# callochromis pleurospilus questions



## rrich741 (Apr 18, 2008)

i am debating my self whether or not i should get callchromis pleurospilus or callochromis stappersi. i have a 100 gallon about 5 feet long, 12 inches wide and 26 inches tall. 75% of the tank is sand and scattered escargot shells. the rest is rocks and plants. My question is if i can keep callochromis pleurospilus in a group of eight in my tank. the tank mate are 6 alto lamprologus sumbu new shells, 6 multies, 3 brevis, and fifteen jumbo cyps. thanks.


----------



## Fogelhund (Dec 3, 2002)

They would be in direct competition (conflict) with all of your shellies, who are going to need the floor space as is. I would pass on the Callochromis completely for your setup.


----------



## rrich741 (Apr 18, 2008)

what about kilesa?


----------



## Fogelhund (Dec 3, 2002)

[email protected] said:


> what about kilesa?


They'd be fine in your tank... if you didn't have shellies.

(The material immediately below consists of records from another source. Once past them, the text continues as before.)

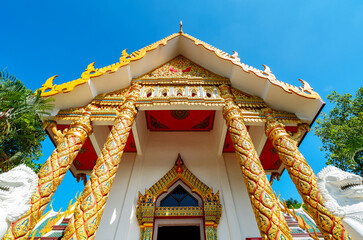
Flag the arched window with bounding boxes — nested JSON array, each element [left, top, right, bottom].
[[156, 180, 202, 207], [160, 185, 198, 207]]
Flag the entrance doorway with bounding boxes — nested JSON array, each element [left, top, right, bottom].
[[137, 156, 220, 240], [157, 226, 201, 240]]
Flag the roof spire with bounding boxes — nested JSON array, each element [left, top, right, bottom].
[[179, 21, 183, 34]]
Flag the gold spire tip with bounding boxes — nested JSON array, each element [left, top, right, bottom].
[[179, 21, 183, 33]]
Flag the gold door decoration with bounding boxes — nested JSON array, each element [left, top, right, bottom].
[[136, 155, 222, 240]]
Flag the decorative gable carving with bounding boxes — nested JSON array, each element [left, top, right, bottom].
[[134, 55, 229, 84], [56, 86, 300, 124]]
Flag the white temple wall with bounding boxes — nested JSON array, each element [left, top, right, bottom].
[[95, 153, 137, 240], [96, 120, 260, 240], [223, 153, 260, 239]]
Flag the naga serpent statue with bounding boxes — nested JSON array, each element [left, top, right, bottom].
[[0, 165, 38, 239], [317, 165, 363, 239]]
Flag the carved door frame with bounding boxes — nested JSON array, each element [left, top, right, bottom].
[[136, 155, 221, 240]]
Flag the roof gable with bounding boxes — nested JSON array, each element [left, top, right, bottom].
[[38, 32, 319, 99], [39, 31, 324, 121]]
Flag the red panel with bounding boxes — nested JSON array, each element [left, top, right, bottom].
[[223, 126, 298, 171], [146, 110, 215, 131], [74, 138, 98, 170], [57, 125, 97, 170], [223, 128, 251, 153], [57, 124, 137, 171], [259, 139, 281, 170], [223, 131, 235, 152], [259, 126, 298, 170], [124, 130, 137, 152], [107, 127, 136, 152]]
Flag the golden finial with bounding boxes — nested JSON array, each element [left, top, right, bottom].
[[179, 21, 183, 33]]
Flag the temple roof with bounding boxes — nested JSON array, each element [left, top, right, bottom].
[[39, 31, 324, 121]]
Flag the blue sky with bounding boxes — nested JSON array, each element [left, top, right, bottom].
[[1, 1, 362, 210]]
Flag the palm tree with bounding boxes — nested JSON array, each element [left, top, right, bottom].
[[0, 71, 54, 173]]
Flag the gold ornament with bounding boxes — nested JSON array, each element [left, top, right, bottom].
[[184, 33, 320, 99], [55, 82, 301, 125], [219, 85, 293, 240], [38, 33, 179, 97], [262, 108, 350, 240], [137, 155, 221, 240], [61, 84, 141, 240], [3, 108, 93, 240], [288, 123, 310, 144]]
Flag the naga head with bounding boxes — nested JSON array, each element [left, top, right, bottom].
[[0, 164, 38, 222], [317, 165, 363, 217]]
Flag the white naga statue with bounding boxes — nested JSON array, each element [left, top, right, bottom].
[[0, 164, 38, 239], [317, 165, 363, 240]]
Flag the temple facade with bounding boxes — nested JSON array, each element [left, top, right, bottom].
[[3, 29, 351, 240]]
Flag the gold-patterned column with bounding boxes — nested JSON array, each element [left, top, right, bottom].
[[62, 84, 141, 240], [3, 109, 93, 240], [219, 85, 293, 240], [262, 108, 350, 240]]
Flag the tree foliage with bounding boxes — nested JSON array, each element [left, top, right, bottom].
[[285, 198, 303, 209], [314, 87, 363, 175], [0, 71, 54, 173]]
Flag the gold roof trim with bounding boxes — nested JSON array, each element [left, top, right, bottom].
[[182, 33, 320, 99], [39, 33, 179, 97], [39, 32, 319, 99]]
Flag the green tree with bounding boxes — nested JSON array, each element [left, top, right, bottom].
[[285, 197, 303, 209], [314, 87, 363, 175], [0, 71, 54, 173]]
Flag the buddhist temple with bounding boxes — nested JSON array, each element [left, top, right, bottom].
[[3, 26, 352, 240]]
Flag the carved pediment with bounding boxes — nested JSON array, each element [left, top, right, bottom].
[[134, 55, 229, 84]]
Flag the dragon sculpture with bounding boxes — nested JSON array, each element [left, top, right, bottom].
[[317, 165, 363, 239], [0, 164, 38, 239]]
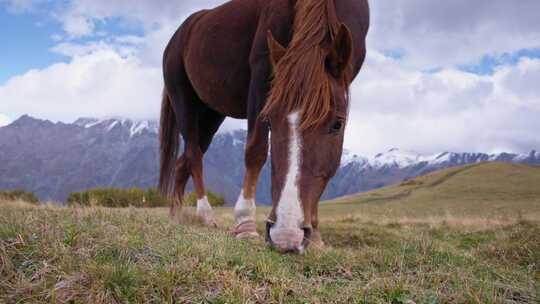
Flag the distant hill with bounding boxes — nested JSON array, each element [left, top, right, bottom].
[[0, 115, 252, 204], [0, 115, 539, 203], [326, 162, 540, 219]]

But, you have shellies, your floorspace is spoken for.


----------



## rrich741 (Apr 18, 2008)

well what if i take out all the shelldwellers except the alto comps and move all the shells to the left side of the tank next to the rocks. then could i have 8 kilesa.


----------



## Fogelhund (Dec 3, 2002)

Yes


----------



## rrich741 (Apr 18, 2008)

i looked up your tanks and saw your brevis tank with the cardinals. I have a tank like that except it is 44 gallon tall tank. i only have cardinals and other soft water fish like discus and angles. i was wondering what your ph is in that tank, because cardinals and brevis need two totally different PH ranges. mine is about 6.1. can Brevis live in that? please reply soon, i am planning on making on making a order on monday. thanks.


----------



## 24Tropheus (Jun 21, 2006)

No idea weather brevis can survive at pH 6.1 but it sure is not ideal for em. 7.5 would be OK for tank bred. No way I would take even the most hardy Tang the wrong side of neutral pH 7. No way I would try and keep cardinals the high side of pH 7. BAD MIX.


----------



## Fogelhund (Dec 3, 2002)

My brevis tank was 8.1 ph.


----------



## rrich741 (Apr 18, 2008)

wow, how did you keep cardinals with them?


----------



## Fogelhund (Dec 3, 2002)

[email protected] said:


> wow, how did you keep cardinals with them?


I think their requirements are slightly overrated. They did fine, and saw them breed a few times as well. Similarly, I've had Tiger Barbs breed under such conditions.


----------